Growling is communication. It's not 'aggression'. It's not a sign of a difficult dog. Or a dog who wants to 'make decisions'. Puppies will express their emotions with a growl (and an air snap) a lot younger than 11 weeks (in fact, whilst still with litter mates). A growl is a dog saying 'I am not comfortable with this'. It may be 'Go away I don't like/understand this'. When a growl is ignored (over ruled) then our dog is at risk of learning that humans don't listen and the communication may escalate. Then we get the 'my dog snapped at me'. It doesn't matter how silly it looks to us.
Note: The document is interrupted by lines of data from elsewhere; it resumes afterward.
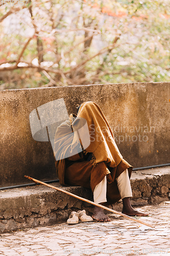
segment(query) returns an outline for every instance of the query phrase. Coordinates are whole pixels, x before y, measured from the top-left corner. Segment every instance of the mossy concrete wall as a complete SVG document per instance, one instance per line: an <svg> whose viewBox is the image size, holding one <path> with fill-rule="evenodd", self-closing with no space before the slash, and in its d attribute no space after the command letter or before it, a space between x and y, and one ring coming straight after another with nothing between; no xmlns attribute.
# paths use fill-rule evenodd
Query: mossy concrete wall
<svg viewBox="0 0 170 256"><path fill-rule="evenodd" d="M57 178L50 142L32 135L30 113L63 98L69 115L84 101L101 107L124 158L134 167L169 161L170 82L76 86L0 92L1 186L28 181L25 175Z"/></svg>

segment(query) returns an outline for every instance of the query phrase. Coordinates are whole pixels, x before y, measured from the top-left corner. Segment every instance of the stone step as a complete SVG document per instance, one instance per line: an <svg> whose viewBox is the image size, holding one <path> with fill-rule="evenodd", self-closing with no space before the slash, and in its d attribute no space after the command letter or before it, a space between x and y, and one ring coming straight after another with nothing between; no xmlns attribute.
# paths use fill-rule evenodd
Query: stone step
<svg viewBox="0 0 170 256"><path fill-rule="evenodd" d="M159 203L170 197L170 166L133 171L131 183L134 206ZM89 189L75 186L52 185L92 201ZM111 206L121 210L121 200ZM0 232L51 225L65 221L72 210L91 205L42 185L0 191Z"/></svg>

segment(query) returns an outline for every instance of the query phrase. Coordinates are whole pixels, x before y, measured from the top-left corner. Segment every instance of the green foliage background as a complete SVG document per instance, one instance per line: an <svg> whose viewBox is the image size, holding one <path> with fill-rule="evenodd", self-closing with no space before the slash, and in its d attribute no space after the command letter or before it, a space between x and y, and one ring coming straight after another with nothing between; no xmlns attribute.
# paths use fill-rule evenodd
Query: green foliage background
<svg viewBox="0 0 170 256"><path fill-rule="evenodd" d="M0 89L169 81L169 6L167 0L3 4Z"/></svg>

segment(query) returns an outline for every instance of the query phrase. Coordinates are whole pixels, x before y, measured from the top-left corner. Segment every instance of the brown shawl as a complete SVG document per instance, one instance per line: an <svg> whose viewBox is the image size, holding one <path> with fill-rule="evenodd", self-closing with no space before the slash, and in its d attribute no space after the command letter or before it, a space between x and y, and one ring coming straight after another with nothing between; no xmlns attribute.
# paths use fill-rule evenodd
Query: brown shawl
<svg viewBox="0 0 170 256"><path fill-rule="evenodd" d="M83 148L84 145L86 147ZM54 155L60 183L62 185L65 185L65 159L74 153L75 148L78 152L83 148L85 154L92 153L91 162L94 165L104 161L107 165L114 167L123 159L109 123L98 105L92 101L82 104L77 117L71 114L69 120L57 129Z"/></svg>

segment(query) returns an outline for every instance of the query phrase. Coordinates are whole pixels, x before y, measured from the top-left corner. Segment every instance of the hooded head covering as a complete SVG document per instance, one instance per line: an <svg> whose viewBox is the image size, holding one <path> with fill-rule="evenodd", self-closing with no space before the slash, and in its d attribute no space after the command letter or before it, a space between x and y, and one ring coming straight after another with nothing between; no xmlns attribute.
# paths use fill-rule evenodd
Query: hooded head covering
<svg viewBox="0 0 170 256"><path fill-rule="evenodd" d="M83 147L87 137L90 138L89 143ZM92 101L83 103L77 117L71 114L69 120L57 128L54 143L56 166L60 182L63 185L65 159L76 147L78 152L91 153L91 162L94 165L104 161L109 166L114 167L123 159L105 115L98 105Z"/></svg>

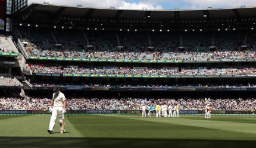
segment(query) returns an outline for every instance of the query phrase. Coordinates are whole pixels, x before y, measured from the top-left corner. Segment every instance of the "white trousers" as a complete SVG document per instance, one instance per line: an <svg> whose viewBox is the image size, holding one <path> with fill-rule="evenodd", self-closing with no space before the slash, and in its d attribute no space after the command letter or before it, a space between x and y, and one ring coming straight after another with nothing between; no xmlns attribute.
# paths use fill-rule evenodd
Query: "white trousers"
<svg viewBox="0 0 256 148"><path fill-rule="evenodd" d="M173 117L179 117L179 110L173 111Z"/></svg>
<svg viewBox="0 0 256 148"><path fill-rule="evenodd" d="M161 111L157 111L157 117L161 117Z"/></svg>
<svg viewBox="0 0 256 148"><path fill-rule="evenodd" d="M173 113L171 112L171 110L169 110L169 117L173 117Z"/></svg>
<svg viewBox="0 0 256 148"><path fill-rule="evenodd" d="M146 111L142 110L142 117L146 117Z"/></svg>
<svg viewBox="0 0 256 148"><path fill-rule="evenodd" d="M54 125L55 124L55 120L57 117L57 115L59 117L59 123L60 126L60 131L62 130L62 124L63 124L63 107L54 107L52 108L52 116L51 117L50 124L49 125L49 130L53 131Z"/></svg>
<svg viewBox="0 0 256 148"><path fill-rule="evenodd" d="M210 111L207 111L207 118L211 118L211 112Z"/></svg>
Listen and look to see *why* your puppy is growling .......and then do things differently.

You mention your puppy was shy at the 'puppy party'. Do make sure that his anxiety isn't ignored and he isn't put into situations that he can't cope with .....

J


----------



## Burrowzig (Feb 18, 2009)

Bailey the Cockapoo said:


> I hadn't heard of one before but we received an invite from our vet - it is a 4 week course run by our vet where your puppy socialises with other puppies to get them used to other dogs - the vet also talks to the group of new dog owners about food, housetraining etc - next week will be about socialising the dogs and I believe we are going to talk about deworming and fleas - really good especially for the kids - the vet spoke to each owner in the exam room with the puppy too and we asked questions and they gave advice like better not to put water with the pellets *as dry is better for teeth etc* ....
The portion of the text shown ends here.